You're probably best taking it to the vets as, especially if you are unsure if it's been eating.


----------



## StarlingWings (Mar 15, 2013)

I'm glad he at least has an appetite, that's a good sign. I would separate him from the other budgie into a smaller hospital cage where you can keep him warm until you are able to take him to the vet. The fact that he's fluffed up and lethargic indicates he is likely just now showing symptoms of something he may have had for a few days, so taking him to the vet as soon as possible is the best thing to do for him.

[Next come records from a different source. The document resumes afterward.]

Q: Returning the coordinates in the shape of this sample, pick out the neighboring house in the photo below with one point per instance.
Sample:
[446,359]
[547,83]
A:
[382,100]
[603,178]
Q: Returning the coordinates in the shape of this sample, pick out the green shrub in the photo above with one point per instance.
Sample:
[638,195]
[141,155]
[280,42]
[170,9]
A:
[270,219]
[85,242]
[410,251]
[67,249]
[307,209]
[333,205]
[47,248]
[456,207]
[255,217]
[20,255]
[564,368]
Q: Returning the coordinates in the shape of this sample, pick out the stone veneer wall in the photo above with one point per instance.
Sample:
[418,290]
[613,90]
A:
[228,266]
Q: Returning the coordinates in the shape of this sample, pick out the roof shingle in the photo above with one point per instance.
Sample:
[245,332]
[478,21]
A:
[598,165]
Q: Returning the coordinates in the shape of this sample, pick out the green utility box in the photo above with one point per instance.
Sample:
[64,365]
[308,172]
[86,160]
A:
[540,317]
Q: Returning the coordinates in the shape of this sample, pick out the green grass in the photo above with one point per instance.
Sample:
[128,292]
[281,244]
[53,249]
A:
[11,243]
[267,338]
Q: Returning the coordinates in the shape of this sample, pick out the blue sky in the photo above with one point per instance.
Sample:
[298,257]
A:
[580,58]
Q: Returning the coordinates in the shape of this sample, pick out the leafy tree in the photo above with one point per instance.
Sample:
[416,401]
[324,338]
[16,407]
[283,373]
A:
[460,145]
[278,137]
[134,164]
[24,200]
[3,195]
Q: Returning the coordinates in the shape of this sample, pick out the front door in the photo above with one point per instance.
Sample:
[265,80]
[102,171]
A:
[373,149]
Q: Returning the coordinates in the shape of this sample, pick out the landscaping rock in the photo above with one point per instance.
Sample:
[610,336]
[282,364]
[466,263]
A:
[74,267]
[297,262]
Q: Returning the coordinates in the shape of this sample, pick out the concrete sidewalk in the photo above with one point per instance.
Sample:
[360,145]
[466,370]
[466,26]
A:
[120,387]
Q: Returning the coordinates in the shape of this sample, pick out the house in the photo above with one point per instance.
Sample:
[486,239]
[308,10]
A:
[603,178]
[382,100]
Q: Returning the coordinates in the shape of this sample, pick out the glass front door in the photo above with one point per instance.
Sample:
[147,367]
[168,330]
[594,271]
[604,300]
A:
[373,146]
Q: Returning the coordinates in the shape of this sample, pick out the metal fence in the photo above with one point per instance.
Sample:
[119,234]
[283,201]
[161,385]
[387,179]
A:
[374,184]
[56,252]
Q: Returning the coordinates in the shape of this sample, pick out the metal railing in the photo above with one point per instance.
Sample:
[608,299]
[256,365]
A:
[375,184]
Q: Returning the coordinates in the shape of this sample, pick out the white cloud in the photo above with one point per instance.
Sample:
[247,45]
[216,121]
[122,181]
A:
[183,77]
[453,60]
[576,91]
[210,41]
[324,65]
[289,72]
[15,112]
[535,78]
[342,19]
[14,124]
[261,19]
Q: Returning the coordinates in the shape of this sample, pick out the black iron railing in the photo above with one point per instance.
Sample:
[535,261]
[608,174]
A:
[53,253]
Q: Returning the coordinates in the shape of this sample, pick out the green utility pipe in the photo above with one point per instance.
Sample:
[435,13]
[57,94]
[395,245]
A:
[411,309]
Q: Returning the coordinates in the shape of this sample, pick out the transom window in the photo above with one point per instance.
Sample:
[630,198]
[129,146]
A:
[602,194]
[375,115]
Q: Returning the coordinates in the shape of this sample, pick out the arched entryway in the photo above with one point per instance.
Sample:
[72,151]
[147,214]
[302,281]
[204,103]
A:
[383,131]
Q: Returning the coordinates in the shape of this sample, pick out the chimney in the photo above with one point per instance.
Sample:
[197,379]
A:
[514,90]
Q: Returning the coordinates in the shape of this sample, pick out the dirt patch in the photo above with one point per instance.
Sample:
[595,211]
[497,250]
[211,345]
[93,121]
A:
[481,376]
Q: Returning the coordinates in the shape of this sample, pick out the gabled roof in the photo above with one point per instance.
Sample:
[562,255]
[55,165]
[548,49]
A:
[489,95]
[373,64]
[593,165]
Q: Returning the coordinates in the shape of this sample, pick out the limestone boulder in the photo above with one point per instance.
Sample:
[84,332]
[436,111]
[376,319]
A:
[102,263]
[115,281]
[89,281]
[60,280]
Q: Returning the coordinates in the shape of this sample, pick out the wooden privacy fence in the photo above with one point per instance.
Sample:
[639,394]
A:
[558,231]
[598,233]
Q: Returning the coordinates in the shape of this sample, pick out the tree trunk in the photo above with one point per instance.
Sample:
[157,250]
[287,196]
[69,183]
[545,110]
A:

Put a hot water bottle wrapped in a towel in the hospital cage and cover it on three sides with a towel to keep the heat in. Make sure he keeps eating and drinking--I would put some millet soaked in electrolyte in his cage to keep his strength up. Here's a recipe for some if you don't have any sugar-free Pedialyte already: 
http://talkbudgies.com/your-budgies-health/295617-guardian-angel-pedialyte-pedialyte-recipe.html

Prayers for your little boy and let us know how the vet visit goes!


----------



## Nass (Jul 13, 2014)

Hey I am not able to take him to the vet at the moment as it is about a 3 hour drive and I have school is there anything else I can do he is still fluffed up could this be molting or is he definitely sick? I have to go buy another cage because my smaller one is broken. What else can I do? Thanks


----------



## Nass (Jul 13, 2014)

He definitely has an appetite


----------



## Teddscau (Jun 27, 2012)

Well, he definitely seems to be ill. A fluffed up budgie is rarely a good thing. Until you can take him to the vet (seriously, you need to get him there within the week), KEEP HIM WARM as Starling said. A budgie's body temperature is somewhere around 110°, and they have a high metabolism since they're birds. His immune system is using all his energy to fight the illness, so you need to help him out by keeping him nice and warm.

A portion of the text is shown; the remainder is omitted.